その日、俺は再びあいつに出会った。
火曜日だけ、体育館は使えなかった。バレー部が優先で、俺たちバスケ部は校舎裏から道路を渡り、古い公園まで走らされる。アスファルトの照り返しと土埃の匂いの中で、無言のまま腹筋と腕立てを繰り返す。誰も文句は言わなかった。そういう決まりだったし、逆らえば練習量が増えるだけだと、全員が知っていた。
その公園に、いつからか女が現れるようになった。
髪は絡まり、色の抜けたワンピースは汚れていた。年齢は分からない。若くも見えるし、妙に老けても見える。ベンチに座っているわけでもなく、遊具を使うわけでもない。ただ、公園の端に立ち、俺たちを見ていた。
最初は誰も気にしなかった。見ないふりをするのが正解だと、全員が無言で理解していた。だが女は、毎週そこにいた。俺たちが公園に着く前から、もう立っている。練習が終わるまで、位置を変えず、視線だけを向けてくる。
視線は重かった。刺すようでもなく、怒りでもない。懐かしむようで、同時に品定めするような、用途の分からない目だった。
そのうち、視線は俺だけを追うようになった気がした。気のせいだと思おうとしたが、体を動かすたび、背中にぬるい感触が貼りつく。振り返ると、必ず目が合った。逸らしても、次に見たときには、また合っている。
雄二が怒鳴ったのは、夏の盛りだった。
「おい、あんた。見てんじゃねーよ」
唐突で、場違いな大声だった。誰もが一瞬、動きを止めた。雄二は短気だが、普段は余計なことをしない。その雄二が、女に向かって一歩踏み出していた。
女は何も言わなかった。視線を落とし、口元を歪めただけだった。その表情が、怒りなのか、失望なのか、俺には分からなかった。
その日、女は最後までそこにいた。
翌週、公園に女はいなかった。空気が軽くなった。誰かが笑い、誰かが冗談を言った。練習は妙に捗り、俺も、背中の感触を感じなかった。

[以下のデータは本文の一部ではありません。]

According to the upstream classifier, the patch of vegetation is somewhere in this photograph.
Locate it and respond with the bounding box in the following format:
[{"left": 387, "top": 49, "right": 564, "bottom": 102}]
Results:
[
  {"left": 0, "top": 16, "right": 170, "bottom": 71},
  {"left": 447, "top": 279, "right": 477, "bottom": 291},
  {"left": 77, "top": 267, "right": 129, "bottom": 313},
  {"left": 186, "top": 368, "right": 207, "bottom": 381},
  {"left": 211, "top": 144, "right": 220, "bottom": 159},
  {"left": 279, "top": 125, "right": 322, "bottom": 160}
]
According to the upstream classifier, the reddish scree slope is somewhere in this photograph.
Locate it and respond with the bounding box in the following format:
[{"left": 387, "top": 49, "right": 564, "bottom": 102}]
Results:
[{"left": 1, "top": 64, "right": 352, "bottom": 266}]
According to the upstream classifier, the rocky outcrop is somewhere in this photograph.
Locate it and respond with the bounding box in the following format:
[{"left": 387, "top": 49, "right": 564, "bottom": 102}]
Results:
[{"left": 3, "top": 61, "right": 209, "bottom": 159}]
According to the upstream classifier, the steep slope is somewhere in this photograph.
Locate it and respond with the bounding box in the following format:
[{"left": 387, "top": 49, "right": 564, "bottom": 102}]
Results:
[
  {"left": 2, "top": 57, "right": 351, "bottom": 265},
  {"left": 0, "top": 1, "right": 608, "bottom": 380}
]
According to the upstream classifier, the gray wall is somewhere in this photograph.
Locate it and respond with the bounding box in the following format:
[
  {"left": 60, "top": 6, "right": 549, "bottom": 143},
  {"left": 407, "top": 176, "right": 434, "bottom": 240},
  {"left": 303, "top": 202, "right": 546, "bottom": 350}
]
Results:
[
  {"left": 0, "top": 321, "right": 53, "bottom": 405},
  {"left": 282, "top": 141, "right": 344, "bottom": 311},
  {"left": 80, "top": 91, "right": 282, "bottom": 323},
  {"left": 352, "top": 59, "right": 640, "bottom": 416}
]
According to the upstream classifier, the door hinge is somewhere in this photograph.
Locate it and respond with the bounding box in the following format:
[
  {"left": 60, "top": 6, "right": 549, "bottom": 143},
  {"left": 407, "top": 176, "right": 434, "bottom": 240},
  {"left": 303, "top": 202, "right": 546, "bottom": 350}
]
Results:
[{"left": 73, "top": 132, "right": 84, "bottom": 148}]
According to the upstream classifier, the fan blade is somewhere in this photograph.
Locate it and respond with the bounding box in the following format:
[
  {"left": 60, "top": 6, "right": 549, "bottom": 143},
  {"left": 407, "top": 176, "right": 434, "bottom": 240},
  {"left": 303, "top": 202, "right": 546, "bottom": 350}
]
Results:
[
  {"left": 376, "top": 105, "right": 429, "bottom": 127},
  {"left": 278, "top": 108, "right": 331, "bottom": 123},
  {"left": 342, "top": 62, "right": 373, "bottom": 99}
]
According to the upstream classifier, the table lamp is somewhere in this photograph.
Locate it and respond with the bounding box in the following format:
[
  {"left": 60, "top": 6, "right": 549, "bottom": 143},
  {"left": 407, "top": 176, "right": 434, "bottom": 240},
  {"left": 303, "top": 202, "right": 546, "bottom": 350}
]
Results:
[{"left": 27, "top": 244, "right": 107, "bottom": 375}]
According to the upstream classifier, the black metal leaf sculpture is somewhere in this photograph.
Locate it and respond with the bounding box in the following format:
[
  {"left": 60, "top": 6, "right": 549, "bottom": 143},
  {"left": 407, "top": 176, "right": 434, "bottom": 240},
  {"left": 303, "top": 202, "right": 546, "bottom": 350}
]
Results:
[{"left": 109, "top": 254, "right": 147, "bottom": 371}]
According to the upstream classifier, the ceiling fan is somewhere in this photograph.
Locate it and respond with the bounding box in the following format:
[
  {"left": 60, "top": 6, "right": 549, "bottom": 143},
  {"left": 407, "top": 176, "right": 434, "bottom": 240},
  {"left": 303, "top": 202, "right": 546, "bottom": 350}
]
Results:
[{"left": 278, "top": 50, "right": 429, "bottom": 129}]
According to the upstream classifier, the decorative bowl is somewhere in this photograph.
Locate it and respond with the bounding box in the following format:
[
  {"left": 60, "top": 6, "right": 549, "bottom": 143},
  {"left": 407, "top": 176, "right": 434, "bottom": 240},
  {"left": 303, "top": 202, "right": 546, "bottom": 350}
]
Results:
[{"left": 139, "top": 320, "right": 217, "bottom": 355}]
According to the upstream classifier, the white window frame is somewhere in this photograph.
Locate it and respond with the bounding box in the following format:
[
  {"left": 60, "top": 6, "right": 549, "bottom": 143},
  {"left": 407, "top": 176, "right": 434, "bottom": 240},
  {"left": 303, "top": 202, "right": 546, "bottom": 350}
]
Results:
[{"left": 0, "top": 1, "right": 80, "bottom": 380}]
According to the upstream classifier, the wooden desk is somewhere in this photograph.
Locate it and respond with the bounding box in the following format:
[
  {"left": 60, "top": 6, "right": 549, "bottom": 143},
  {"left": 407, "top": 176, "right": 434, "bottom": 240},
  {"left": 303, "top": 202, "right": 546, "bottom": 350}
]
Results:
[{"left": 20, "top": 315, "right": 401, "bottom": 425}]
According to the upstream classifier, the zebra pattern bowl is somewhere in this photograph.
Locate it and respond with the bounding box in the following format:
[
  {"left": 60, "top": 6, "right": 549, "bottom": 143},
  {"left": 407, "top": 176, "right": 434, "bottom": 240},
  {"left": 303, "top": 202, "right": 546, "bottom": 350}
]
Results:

終盤、水道で顔を洗うために雄二が列を外れた。俺は腕立ての合間に、何気なくそちらを見た。
女が、いた。
いつから立っていたのか分からない。さっきまで、確かにいなかった。女は雄二の横に立ち、水道の蛇口を見下ろしていた。雄二は気づいていない。水音だけが響いている。
女の手に、白いタオルがあった。雄二のタオルと、ほとんど同じ色だった。
女は動いた。迷いがなかった。雄二が顔を上げる一瞬、その隙に、女の手が伸びた。置かれていたタオルが入れ替わる。あまりにも自然で、俺は声が出なかった。
雄二がタオルに手を伸ばす。
その瞬間、喉が裂けるほど叫んでいた。
「雄二!」
何人かが一斉に叫び、雄二が振り向いた。女は、その隙に消えた。走った様子もない。ただ、いなくなっていた。
地面に落ちたタオルを拾い上げた。重かった。折り畳まれた内側に、無数のマチ針が刺さっていた。針の先は内向きだった。
雄二は何も言わなかった。ただ、ぼんやりと俺たちを見ていた。
その後のことは、断片的にしか覚えていない。顧問が来た。学校が動いた。誰かが、もう近づかない方がいいと言った。女は、それきり現れなかった。
卒業して数年後、街で雄二に会った。昔より少し太り、穏やかな顔をしていた。
「あの公園のこと、覚えてるか」
雄二は考え込んでから、笑った。
「なんか変な女がいたな」
それだけだった。
「怪我、しなかったよな」
「してない。何も」
嘘には見えなかった。本当に、何も覚えていない目だった。
別れ際、雄二は俺の顔を見て、首を傾げた。
「なあ、お前」
距離が近かった。あの日と同じ距離だった。
「赤い点、増えたな」
俺は何も言えなかった。雄二の目は、あの女と同じだった。焦点が合っていないのに、俺だけを見ている。
「最近さ」
雄二は低い声で続けた。
「知らない人に、よく見られるだろ」
俺は後ずさった。雄二は、それ以上追ってこなかった。ただ、じっと見ていた。
その夜、鏡を見る気になれなかった。だが翌朝、通勤電車の窓に映った自分の頬から、目を逸らすこともできなかった。
赤い点が、確かに、そこにあった。
気づいたときには、向かいの席の女が、俺を見ていた。